Aku hanya meringis kesakitan saat ini. Rasa panas dan nyeri sangat menguasai kepalaku saat ini. Ibu terus menarik rambutku sambil berjalan ke dalam rumah. Ia menarik rambutku dengan keras dan membanting tubuhku ke arah kamar mandi.
Brak!
Tubuhku terbanting tembok dengan sangat keras. Ibu terus menarik rambutku dan membuka keran bathtub untuk mengisi air.
"Kau bilang apa saja pada suamiku?" tanya Ibu dengan snagat datar.
"Aku tidak bilang apapun pada Ayah," jelasku.
Plak!
Satu tamparan dari Grilly mendarat mulus ke arah pipiku saat ini.
"Apa yang telah kau katakan pada Ayah?" tanya Grilly.
"Aku tidak mengatakan apapun padanya."
Plak!
"Shhhhh........" ringisku. Angga datang dari arah belakang Grilly dengan sebuah tali pinggang panjang yang sangat kekar.
"Jawab kami, apa yang kau katakan pada Ayah?" tanya Andra.
"Aku tidak mengatakan apapun pada Ayah."
Plak!
Angga terus mencambuk bagian depan badanku dengan sangat kencang. Tak hanya itu saja Ibu juga menjambak rambutku dengan sangat keras saat ini.
"Heh anak pembawa sial. Jujur apa yang lo katakan pada Ayah. Gak mungkin Ayah marah sama kami kalau kau tidak mengadu apapun."
"Aku tidak mengatakan apapun pada Ayah."
Angga terus mencambuk badanku dengan sangat keras. Ibu memutar badanku dan Angga langsung mencambuk badanku di bagian belakang dengan sangat keras.
"Shhhhhh......."
Aku hanya bisa meringis dengan pelan. Rasanya sakit sekali saat ini. Di cambuk bagaikan binatang yang tak punya hati berkali-kali rasanya ingin membuatku mati seketika. Ibu menjambak rambutku dengan sangat keras dan menatapku dengan tatapan datar.
"Shhhhhh........ s----s-----s-akit Bu," ringisku dengan sangat pelan.
"Apa? Sakit?" tanya Andra.
"Sakitan mana bodoh sama kita yang di marahin sama Ayah?" tanya Grilly.
"Lo ini bisanya muka dua sama Ayah. Mangkanya Ayah lebih sayang sama lo. Iya kan?!" seru Andra.
"Ingetnya, sadar diri lo itu siapa? Lo itu hanya anak pungut yang gak ada artinya di mata kami. Lo itu hanya seorang jamur yang menempel di keluarga kami."
"Lo itu gak berguna, lo itu juga gak pantes bersama kami. Lo gak punya apa-apa, Lo itu miskin mangkanya Ayah mengangkat lo sebagai anaknya. Dia gamau kalau lo terlantar di jalanan karena kelaperan," teriak Grilly.

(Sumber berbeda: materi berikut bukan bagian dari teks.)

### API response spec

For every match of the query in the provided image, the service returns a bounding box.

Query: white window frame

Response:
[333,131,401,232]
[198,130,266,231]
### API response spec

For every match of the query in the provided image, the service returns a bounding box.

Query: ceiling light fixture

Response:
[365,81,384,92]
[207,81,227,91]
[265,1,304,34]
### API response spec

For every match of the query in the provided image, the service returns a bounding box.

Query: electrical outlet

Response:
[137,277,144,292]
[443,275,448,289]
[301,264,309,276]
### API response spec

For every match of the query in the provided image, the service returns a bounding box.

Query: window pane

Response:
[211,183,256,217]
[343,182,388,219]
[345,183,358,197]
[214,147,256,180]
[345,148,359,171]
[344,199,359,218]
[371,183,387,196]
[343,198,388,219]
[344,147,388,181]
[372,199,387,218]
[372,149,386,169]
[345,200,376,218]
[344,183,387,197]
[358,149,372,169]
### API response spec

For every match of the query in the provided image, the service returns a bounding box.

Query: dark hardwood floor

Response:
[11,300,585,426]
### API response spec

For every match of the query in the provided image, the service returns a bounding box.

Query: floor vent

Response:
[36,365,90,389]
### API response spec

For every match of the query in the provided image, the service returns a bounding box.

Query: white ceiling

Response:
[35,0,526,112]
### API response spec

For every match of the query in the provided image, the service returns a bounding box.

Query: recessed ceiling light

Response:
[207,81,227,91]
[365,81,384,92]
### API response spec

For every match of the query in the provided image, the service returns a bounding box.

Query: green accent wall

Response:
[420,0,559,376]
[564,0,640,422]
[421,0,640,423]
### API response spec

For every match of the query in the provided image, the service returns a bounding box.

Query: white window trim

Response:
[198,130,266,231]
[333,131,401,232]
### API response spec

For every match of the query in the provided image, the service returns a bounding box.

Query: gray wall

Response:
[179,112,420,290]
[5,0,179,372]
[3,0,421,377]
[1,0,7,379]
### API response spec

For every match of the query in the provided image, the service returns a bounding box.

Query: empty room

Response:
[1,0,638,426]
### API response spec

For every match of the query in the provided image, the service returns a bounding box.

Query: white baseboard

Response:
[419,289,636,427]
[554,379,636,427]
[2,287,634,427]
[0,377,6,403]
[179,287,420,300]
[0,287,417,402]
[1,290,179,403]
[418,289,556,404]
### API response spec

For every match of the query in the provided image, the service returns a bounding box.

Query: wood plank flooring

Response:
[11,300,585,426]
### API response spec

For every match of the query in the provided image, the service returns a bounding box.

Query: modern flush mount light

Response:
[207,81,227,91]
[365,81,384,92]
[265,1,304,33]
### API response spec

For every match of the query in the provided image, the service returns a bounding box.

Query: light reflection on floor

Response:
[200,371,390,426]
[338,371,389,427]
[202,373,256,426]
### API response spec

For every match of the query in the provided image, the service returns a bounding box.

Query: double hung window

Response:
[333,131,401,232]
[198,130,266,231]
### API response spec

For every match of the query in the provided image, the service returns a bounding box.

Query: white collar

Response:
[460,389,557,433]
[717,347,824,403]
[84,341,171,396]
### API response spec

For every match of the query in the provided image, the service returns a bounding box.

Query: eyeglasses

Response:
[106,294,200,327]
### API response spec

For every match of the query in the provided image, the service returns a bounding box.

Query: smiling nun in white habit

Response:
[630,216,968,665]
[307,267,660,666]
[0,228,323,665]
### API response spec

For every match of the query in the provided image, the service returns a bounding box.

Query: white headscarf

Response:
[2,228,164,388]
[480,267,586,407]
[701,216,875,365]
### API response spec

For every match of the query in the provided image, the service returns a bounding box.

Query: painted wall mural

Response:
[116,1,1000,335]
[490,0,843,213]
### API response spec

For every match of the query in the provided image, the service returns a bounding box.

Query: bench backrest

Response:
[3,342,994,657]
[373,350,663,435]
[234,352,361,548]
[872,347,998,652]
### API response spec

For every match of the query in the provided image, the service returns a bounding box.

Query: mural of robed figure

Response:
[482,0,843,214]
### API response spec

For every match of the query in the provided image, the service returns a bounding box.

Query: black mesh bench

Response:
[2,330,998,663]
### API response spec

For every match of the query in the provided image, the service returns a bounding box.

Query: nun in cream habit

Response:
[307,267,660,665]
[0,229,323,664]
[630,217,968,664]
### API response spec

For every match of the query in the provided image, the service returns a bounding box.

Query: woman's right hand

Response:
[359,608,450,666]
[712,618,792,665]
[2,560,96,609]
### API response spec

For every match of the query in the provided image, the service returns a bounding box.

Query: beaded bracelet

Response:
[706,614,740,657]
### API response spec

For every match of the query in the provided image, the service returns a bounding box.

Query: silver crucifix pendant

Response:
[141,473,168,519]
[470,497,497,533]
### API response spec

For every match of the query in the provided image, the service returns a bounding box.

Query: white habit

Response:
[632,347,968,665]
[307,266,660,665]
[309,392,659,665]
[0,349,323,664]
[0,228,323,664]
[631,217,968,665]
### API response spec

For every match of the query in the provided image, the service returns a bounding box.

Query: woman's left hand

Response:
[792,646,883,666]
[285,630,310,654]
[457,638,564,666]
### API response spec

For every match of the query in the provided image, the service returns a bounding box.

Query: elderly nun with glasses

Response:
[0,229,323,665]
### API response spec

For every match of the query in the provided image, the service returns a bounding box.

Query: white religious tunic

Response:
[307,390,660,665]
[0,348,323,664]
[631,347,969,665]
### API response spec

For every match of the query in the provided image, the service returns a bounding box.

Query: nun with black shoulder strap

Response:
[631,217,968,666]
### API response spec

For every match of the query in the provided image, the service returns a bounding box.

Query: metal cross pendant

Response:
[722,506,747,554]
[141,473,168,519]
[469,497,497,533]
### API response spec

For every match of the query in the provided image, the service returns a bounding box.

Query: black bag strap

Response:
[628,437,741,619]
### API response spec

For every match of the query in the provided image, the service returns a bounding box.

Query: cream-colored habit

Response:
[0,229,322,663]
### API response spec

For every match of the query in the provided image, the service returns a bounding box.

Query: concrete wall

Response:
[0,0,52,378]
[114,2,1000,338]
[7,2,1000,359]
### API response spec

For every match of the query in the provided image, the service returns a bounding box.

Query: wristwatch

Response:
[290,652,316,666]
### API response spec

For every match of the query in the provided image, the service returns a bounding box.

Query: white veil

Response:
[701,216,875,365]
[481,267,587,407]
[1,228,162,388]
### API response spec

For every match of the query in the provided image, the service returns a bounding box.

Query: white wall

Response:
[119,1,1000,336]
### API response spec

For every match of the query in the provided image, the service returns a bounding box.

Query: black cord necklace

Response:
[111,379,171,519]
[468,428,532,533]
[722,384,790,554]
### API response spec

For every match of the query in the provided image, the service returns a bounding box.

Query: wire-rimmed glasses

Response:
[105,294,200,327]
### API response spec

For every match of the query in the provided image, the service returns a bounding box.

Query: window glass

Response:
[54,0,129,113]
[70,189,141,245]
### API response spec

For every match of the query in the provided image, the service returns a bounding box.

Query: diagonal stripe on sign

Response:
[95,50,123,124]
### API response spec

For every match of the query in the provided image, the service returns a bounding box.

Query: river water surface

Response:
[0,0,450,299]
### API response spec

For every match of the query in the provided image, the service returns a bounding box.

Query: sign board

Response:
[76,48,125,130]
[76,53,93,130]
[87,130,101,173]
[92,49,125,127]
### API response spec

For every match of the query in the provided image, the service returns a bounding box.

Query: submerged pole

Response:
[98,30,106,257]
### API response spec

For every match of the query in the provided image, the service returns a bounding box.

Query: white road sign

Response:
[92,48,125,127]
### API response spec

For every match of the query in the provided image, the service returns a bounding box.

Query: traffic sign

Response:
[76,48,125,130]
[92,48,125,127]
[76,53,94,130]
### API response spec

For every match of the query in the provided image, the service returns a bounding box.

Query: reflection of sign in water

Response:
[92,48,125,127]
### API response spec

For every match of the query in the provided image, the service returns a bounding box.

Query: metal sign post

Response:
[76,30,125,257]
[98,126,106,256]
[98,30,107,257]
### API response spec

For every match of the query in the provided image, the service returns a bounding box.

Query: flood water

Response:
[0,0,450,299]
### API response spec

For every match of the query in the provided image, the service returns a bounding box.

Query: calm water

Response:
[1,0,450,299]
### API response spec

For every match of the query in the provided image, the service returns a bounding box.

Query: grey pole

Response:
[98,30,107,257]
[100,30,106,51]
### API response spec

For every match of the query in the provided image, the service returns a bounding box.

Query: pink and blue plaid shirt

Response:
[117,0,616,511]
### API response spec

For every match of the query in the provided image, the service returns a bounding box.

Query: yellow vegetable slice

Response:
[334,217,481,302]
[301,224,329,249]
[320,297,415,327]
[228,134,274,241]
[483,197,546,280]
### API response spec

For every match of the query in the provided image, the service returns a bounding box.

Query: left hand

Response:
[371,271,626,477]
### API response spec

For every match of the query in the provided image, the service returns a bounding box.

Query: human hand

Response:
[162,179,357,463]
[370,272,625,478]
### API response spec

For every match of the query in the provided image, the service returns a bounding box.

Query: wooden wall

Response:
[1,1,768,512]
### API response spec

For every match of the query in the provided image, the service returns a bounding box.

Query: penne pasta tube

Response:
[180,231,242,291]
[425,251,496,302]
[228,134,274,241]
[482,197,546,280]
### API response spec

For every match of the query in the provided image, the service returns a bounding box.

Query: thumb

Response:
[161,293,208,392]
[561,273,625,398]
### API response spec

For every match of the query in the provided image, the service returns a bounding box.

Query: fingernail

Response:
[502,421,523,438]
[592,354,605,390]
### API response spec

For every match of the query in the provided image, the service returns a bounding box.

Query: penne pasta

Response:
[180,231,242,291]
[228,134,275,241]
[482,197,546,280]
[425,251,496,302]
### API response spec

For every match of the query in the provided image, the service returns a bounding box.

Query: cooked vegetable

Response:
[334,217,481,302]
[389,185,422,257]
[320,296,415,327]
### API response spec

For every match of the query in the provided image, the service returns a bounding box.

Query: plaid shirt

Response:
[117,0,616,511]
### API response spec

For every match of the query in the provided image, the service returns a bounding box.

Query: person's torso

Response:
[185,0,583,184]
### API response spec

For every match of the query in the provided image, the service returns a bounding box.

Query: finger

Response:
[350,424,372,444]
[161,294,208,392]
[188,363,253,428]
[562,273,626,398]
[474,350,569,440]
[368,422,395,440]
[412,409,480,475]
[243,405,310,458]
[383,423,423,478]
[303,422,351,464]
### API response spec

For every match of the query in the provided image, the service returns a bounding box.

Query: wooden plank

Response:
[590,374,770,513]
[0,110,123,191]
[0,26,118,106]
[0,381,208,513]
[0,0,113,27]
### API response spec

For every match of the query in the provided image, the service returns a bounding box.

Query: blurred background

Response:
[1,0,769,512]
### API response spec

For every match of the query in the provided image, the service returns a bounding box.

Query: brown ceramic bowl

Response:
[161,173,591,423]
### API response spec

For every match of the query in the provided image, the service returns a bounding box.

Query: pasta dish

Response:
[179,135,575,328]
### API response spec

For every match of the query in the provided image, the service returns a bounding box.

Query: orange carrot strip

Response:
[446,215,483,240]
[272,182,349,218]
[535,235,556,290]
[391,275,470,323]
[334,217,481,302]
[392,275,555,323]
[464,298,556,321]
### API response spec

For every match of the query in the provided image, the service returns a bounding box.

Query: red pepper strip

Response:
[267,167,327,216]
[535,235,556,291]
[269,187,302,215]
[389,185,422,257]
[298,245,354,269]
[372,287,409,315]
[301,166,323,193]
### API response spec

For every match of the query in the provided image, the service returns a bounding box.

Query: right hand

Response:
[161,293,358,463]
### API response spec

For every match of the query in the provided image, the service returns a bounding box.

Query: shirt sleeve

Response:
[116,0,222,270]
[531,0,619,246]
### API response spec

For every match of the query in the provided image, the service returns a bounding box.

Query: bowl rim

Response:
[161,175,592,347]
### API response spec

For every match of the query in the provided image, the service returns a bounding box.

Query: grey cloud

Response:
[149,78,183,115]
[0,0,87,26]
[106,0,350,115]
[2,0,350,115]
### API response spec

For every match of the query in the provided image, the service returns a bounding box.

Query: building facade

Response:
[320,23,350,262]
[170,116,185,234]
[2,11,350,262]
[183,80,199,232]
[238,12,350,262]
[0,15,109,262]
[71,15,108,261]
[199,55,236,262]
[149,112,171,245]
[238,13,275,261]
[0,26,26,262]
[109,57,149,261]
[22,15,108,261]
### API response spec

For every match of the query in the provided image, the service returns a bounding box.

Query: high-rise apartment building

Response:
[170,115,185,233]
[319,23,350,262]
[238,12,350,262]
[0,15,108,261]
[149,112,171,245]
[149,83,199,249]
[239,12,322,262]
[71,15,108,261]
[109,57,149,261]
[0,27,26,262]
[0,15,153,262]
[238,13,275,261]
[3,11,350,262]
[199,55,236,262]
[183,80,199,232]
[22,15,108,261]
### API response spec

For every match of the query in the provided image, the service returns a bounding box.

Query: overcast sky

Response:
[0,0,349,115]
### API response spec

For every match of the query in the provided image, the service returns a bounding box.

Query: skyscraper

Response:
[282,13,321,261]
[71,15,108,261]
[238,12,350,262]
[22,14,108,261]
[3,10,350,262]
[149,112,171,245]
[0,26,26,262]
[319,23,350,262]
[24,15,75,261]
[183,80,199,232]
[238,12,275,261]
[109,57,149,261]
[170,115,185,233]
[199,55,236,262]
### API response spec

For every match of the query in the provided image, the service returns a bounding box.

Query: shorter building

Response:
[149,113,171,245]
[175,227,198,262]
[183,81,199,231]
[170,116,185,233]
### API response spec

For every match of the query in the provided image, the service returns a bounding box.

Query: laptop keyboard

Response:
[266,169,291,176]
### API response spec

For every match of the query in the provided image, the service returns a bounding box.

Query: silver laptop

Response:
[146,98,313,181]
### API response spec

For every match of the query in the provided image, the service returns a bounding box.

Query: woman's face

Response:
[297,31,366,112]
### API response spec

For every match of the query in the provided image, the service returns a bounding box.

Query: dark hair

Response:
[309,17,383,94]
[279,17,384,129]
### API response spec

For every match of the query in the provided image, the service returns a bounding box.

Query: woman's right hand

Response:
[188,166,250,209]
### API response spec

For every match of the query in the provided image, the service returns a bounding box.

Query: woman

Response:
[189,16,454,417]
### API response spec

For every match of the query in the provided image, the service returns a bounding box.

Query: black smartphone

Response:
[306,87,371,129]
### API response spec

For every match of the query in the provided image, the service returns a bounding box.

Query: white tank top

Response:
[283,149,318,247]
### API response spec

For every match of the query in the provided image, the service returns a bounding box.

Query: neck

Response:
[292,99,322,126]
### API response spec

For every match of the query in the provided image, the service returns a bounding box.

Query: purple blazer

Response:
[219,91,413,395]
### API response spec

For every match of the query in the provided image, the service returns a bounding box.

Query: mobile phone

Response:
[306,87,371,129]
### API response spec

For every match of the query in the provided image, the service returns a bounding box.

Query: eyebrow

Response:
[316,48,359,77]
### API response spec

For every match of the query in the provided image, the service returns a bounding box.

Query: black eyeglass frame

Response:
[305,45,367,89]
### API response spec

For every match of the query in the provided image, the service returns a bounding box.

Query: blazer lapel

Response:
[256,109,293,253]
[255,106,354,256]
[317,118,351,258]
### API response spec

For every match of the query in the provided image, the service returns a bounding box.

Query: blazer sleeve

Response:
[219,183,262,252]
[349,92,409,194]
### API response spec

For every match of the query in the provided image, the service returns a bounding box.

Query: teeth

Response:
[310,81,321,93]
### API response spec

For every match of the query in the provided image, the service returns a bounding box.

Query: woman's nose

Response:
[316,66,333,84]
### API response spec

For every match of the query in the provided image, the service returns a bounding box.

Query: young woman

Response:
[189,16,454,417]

Angga terus mencambuk badanku bagian belakang dengan sangat kencang. Ibu melepaskan jambakannya dan menatapku dengan senyuman yang mengembang.
"Ini yang di bilang anak kuat? Anak kuat dari mana? Baru juga begitu sudah tidak sanggup. Ingat ya, kamu hanya seorang anak pungut yang gak berguna."
Andra menjambak rambutku dengan sangat keras hingga aku terjengkang ke belakang. Setelah menjambak rambutku, Andra menyelupkan mukaku ke arah bathub penuh berisi air itu dengan sangat lama.
Aku merasa sesak dengan apa yang mereka lakukan saat ini. Andra menarik rambutku dnegan sangat kencang dan kembali melakukannya secara berulang-ulang. Aku sama sekali tidak bisa bernafas dengan baik di dalam air dan di daratan. Begitu cepat gerakannya membuatku tidak bisa bernafas.
Setelah selesai ia menyiksaku di dalam air, ia mengangkat kepalaku dengan kencang dan menjenturkan kepalaku di tembok dengan sangat kencang. Setelah di rasa puas mereka keluar dari kamar mandi dengan cepat.
"Kerjakan semua pekerjaan rumah. Saya dan yang lain akan keluar sebentar. Sampai kau tidak mengerjakan semuanya kau akan kami siksa lebih dari ini," jelas Ibu.